Al acercarse y divisar la ciudad, dijo llorando por ella: Si también tú reconocieras hoy lo que conduce a la paz.
Ayer Jesús nos sorprendía con una apoteósica entrada en Jerusalén, organizada por Él mismo. Un Evangelista dice que toda la ciudad se conmovió (Mt 21, 10). Otro, que los que iban delante y detrás gritaban: ¡Hosana! (Mc 11, 9). Lucas nos ha hablado de toda la multitud de los discípulos (Lc 19, 37).
Hoy, tras el descanso nocturno en Betania, Jesús nos sorprende con sus lágrimas ante Jerusalén. Es un Jesús muy humano. Está conmocionado porque presagia las terribles desgracias que se abatirán sobre su querida ciudad, ya que no ha sabido escuchar por haberse instalado en la complacencia. El dolor de Jesús es profundo; como lo puede ser el de unos padres que ven a su hijo destruyendo la propia vida cayendo en las garras de la droga.
Si también tú reconocieras hoy lo que conduce a la paz.
Quizá nadie ha pintado un cuadro tan bello de la paz como el profeta Isaías: El lobo y el cordero irán juntos…, la vaca pastará con el oso…, la criatura meterá la mano en el escondrijo de la serpiente.
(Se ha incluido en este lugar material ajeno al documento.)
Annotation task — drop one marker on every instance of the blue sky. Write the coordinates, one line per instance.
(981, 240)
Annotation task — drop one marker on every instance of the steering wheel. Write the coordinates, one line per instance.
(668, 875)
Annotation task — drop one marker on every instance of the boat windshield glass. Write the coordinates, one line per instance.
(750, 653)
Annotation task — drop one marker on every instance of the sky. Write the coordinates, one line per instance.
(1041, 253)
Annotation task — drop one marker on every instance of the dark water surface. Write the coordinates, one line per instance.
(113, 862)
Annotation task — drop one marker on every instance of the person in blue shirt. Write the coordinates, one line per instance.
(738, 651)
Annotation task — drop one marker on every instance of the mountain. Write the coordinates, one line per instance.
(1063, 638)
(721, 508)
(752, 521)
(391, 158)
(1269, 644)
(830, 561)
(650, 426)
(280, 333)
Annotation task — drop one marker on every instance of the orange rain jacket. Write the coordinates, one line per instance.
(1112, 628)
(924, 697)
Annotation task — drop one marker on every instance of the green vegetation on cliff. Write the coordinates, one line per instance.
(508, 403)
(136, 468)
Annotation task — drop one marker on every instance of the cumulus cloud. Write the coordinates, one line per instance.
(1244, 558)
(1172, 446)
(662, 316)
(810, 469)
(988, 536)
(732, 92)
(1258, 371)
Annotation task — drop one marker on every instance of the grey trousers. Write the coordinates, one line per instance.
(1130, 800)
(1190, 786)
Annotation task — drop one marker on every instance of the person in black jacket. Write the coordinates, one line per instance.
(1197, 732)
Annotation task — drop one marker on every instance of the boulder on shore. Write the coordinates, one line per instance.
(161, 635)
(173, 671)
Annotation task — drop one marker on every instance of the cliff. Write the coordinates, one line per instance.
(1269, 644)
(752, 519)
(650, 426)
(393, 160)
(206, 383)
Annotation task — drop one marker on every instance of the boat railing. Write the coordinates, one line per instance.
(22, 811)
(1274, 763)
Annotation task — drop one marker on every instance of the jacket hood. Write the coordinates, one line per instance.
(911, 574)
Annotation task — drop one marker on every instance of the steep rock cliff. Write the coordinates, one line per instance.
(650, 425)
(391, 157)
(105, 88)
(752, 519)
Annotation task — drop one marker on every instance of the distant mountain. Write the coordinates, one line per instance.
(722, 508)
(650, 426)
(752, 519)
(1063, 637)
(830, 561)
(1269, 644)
No harán daño ni estrago por todo mi Monte Santo, porque se llenará el país de conocimiento del Señor, como colman las aguas el mar (Is 11, 6-9).
Al Señor le duele el pecado. No porque quebrantamos la ley y le ofendemos, sino porque nos hacemos daño a nosotros mismos. Su mayor ilusión es que le permitamos ser nuestro Salvador. Su mayor ilusión es oírnos cantar con el padre del Bautista: Bendito el Señor, Dios de Israel, porque se ha ocupado de rescatar a su pueblo (Lc 1, 68).